My experience (using .NET, but it should apply to any language) is that DNS resolution ends up being the limiting factor. I found that a maximum of 15 to 20 concurrent requests is all that I could sustain. DNS resolution is typically very fast, but sometimes can take hundreds of milliseconds. Without some custom DNS caching or other way to quickly do the resolution, I found that it averages about 50 ms.
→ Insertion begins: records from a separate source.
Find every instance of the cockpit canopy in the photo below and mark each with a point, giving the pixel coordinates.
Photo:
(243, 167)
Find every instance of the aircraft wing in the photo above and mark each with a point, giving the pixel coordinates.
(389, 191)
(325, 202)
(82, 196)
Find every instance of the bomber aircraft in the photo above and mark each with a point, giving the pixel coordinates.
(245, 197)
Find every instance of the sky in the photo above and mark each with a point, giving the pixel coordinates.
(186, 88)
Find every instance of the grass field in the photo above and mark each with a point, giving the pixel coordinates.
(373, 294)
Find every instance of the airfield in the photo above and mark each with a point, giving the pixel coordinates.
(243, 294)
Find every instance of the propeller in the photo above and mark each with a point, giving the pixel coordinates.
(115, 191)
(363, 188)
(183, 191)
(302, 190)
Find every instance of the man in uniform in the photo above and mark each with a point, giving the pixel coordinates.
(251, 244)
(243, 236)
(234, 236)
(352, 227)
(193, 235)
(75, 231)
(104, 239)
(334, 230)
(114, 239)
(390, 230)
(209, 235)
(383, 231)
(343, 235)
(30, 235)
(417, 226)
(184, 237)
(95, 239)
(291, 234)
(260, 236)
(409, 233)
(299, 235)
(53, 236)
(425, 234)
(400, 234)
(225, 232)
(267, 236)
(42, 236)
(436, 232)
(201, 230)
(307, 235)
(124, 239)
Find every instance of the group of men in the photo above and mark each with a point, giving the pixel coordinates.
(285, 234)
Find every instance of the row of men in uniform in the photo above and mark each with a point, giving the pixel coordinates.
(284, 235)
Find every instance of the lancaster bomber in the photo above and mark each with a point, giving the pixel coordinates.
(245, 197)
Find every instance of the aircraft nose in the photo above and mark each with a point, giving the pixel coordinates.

If you can do multi-threaded DNS resolution, 100 or more concurrent requests is certainly possible on modern hardware (a quad-core machine). How your OS handles that many individual threads is another question entirely. But, as you say, those threads are mostly doing nothing but waiting for responses. The other consideration is how much work those threads are doing. If it's just downloading a page and looking for something specific, 100 threads is probably well within the bounds of reason. Provided that "looking" doesn't involve much more than just parsing an HTML page.
Other considerations involve the total number of unique domains you're accessing. If those 1,000 unique URLs are all from the different domains (i.e. 1,000 unique domains), then you have a worst case scenario: every request will require a DNS resolution (a cache miss).
If those 1,000 URLs represent only 100 domains, then you'll only have 100 cache misses. Provided that your machine's DNS cache is reasonable. However, you have another problem: hitting the same server with multiple concurrent requests. Some servers will be very unhappy if you make many (sometimes "many" is defined as "two or more") concurrent requests. Or too many requests over a short period of time. So you might have to write code to prevent multiple or more-than-X concurrent requests to the same server. It can get complicated.
One simple way to prevent the multiple requests problem is to sort the URLs by domain and then ensure that all the URLs from the same domain are handled by the same thread. This is less than ideal from a performance perspective, because you'll often find that one or two domains have many more URLs than the others, and you'll end up with most of the threads ended while those few are plugging away at their very busy domains. You can alleviate these problems by examining your data and assigning the threads' work items accordingly.